Treat PC Insights as a useful diagnostic shortcut, not a replacement for understanding your own hardware.
Frequently asked questions
What is Copilot PC Insights in Windows 11?
PC Insights is an opt-in Copilot feature that reads live system data, including CPU, RAM, GPU usage, storage capacity, connected USB devices, battery health, and BIOS info, via Windows APIs. It then answers plain-language questions about your PC's current state. It is rolling out gradually in the United States.
How much RAM does Windows 11 Copilot use?
According to Windows Latest testing, Copilot uses up to 1 GB of RAM even when idle. This is because Copilot is built as a full web app and ships with a private bundled copy of Microsoft Edge.
Does Copilot PC Insights read my personal files?
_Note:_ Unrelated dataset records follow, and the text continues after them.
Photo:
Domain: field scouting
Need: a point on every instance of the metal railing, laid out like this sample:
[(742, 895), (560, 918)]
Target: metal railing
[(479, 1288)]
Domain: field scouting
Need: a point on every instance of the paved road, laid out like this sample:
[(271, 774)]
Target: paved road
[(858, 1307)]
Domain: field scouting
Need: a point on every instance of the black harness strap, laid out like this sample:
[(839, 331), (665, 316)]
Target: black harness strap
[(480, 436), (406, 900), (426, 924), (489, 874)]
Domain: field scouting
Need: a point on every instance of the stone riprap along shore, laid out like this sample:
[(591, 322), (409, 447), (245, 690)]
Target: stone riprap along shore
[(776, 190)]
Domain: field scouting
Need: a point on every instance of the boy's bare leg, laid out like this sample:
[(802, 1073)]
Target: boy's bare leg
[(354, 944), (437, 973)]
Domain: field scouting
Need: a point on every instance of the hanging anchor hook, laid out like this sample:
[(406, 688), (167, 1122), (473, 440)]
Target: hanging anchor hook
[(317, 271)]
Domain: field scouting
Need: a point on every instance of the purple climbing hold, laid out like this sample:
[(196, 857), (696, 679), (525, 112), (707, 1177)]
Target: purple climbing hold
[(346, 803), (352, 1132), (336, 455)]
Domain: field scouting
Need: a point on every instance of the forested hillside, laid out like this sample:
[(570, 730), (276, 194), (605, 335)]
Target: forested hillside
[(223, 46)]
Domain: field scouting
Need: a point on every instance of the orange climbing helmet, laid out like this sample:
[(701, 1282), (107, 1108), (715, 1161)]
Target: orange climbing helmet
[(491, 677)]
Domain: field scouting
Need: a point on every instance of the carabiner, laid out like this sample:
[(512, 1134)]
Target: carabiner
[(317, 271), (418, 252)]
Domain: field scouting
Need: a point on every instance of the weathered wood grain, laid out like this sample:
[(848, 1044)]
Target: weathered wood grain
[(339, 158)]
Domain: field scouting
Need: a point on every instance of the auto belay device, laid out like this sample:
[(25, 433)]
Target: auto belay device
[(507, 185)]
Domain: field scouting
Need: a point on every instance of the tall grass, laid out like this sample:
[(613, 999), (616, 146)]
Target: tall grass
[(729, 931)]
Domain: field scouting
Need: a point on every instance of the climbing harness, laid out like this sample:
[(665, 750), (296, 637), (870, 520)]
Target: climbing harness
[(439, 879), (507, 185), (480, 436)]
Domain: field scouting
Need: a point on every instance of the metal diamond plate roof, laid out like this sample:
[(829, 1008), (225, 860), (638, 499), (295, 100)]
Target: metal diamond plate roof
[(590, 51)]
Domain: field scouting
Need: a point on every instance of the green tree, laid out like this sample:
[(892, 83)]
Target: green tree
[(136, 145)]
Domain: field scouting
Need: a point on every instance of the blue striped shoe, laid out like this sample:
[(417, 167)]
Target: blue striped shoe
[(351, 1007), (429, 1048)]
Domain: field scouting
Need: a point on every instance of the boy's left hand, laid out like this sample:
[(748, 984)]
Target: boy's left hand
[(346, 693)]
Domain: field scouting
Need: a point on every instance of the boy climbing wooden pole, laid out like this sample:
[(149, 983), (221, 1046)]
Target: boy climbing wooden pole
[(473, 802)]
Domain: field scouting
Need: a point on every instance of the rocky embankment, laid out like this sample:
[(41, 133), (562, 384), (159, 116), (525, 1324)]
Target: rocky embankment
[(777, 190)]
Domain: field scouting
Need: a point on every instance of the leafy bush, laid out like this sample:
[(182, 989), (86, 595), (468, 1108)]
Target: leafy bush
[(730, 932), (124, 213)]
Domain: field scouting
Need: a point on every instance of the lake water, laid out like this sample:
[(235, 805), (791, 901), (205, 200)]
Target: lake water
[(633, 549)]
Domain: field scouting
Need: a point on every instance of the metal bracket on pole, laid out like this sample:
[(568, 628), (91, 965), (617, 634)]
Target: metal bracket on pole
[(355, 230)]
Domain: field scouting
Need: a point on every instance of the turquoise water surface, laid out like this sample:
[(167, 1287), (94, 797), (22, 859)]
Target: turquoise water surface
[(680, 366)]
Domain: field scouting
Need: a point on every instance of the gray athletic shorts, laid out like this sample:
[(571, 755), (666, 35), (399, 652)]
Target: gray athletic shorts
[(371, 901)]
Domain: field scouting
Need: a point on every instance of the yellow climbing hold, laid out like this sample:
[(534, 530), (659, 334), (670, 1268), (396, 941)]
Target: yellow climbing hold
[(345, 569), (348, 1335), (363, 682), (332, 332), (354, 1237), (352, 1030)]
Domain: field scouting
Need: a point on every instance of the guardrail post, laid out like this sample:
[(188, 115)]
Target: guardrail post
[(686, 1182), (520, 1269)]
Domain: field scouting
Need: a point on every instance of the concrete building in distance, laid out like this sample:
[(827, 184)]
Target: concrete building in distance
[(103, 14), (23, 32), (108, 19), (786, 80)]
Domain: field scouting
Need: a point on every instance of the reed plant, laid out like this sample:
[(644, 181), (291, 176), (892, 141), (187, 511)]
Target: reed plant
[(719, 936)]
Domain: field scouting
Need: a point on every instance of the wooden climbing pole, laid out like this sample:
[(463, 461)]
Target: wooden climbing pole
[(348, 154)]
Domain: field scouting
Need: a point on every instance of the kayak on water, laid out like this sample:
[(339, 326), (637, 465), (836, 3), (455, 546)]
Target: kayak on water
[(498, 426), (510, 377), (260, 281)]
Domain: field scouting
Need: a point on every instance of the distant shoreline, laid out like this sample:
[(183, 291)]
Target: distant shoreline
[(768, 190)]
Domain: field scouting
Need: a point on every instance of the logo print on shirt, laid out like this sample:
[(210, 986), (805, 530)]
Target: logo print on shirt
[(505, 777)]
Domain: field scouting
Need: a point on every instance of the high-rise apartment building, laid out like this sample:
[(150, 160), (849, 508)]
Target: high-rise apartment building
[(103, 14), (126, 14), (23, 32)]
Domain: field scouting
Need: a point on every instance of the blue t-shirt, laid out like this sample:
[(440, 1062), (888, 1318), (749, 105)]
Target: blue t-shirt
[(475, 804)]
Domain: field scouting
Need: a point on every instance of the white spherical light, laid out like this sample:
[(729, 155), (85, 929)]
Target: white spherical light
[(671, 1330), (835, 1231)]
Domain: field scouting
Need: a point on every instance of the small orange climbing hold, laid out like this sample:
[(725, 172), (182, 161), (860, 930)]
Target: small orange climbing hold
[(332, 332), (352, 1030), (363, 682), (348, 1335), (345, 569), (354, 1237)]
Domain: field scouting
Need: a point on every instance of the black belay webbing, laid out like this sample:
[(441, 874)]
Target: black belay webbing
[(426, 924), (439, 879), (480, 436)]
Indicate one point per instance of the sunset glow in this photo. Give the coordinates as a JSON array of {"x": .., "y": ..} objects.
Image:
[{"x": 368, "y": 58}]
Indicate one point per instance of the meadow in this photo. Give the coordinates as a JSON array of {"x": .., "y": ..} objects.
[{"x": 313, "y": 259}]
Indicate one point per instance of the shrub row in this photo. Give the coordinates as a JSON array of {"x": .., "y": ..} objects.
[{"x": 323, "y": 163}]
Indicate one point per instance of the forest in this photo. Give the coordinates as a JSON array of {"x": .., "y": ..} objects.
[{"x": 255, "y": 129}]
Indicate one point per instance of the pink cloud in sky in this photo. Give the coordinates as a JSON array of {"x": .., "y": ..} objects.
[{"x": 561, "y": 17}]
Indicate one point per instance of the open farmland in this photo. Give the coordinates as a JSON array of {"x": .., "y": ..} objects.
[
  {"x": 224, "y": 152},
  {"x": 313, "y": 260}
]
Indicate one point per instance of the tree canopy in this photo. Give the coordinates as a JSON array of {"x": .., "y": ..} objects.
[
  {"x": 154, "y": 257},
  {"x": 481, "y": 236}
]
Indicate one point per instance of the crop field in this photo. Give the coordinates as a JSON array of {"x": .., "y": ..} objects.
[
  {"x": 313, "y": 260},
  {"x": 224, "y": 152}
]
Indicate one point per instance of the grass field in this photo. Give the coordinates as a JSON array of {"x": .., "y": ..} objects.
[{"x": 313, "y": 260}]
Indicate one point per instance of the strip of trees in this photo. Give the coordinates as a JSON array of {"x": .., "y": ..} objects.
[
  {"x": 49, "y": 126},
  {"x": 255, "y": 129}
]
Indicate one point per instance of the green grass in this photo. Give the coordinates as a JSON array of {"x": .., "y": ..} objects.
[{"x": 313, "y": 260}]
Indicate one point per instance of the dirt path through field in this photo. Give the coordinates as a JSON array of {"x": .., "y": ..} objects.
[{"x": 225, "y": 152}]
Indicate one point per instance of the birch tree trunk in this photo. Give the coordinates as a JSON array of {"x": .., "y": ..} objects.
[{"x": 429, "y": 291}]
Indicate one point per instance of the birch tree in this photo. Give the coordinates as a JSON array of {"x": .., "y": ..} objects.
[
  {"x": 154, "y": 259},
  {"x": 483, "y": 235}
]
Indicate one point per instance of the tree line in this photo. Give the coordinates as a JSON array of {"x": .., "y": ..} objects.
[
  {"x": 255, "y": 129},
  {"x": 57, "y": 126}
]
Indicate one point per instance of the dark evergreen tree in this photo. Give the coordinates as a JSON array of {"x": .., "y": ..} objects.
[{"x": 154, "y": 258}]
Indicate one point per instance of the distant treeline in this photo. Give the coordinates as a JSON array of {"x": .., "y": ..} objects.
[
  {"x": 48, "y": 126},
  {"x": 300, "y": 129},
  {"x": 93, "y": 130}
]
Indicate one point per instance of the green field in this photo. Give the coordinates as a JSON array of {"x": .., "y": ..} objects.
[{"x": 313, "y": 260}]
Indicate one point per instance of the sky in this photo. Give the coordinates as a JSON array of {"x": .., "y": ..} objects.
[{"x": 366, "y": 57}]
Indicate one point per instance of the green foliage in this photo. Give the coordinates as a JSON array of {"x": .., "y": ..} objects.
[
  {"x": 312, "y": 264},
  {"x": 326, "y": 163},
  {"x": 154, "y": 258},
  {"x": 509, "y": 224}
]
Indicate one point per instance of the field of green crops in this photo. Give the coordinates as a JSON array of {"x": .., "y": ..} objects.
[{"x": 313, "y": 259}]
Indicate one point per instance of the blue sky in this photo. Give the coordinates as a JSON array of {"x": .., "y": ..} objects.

No. PC Insights can calculate folder and file sizes but cannot read the contents of individual files unless you explicitly grant access. Microsoft states that personal files and system info are not stored or used to train AI models.
Can Copilot fix PC problems automatically?
Not yet. As of the current rollout, PC Insights is read-only. Copilot can diagnose and explain issues but cannot take corrective action on your system. Microsoft has not announced a timeline for any write or fix capabilities.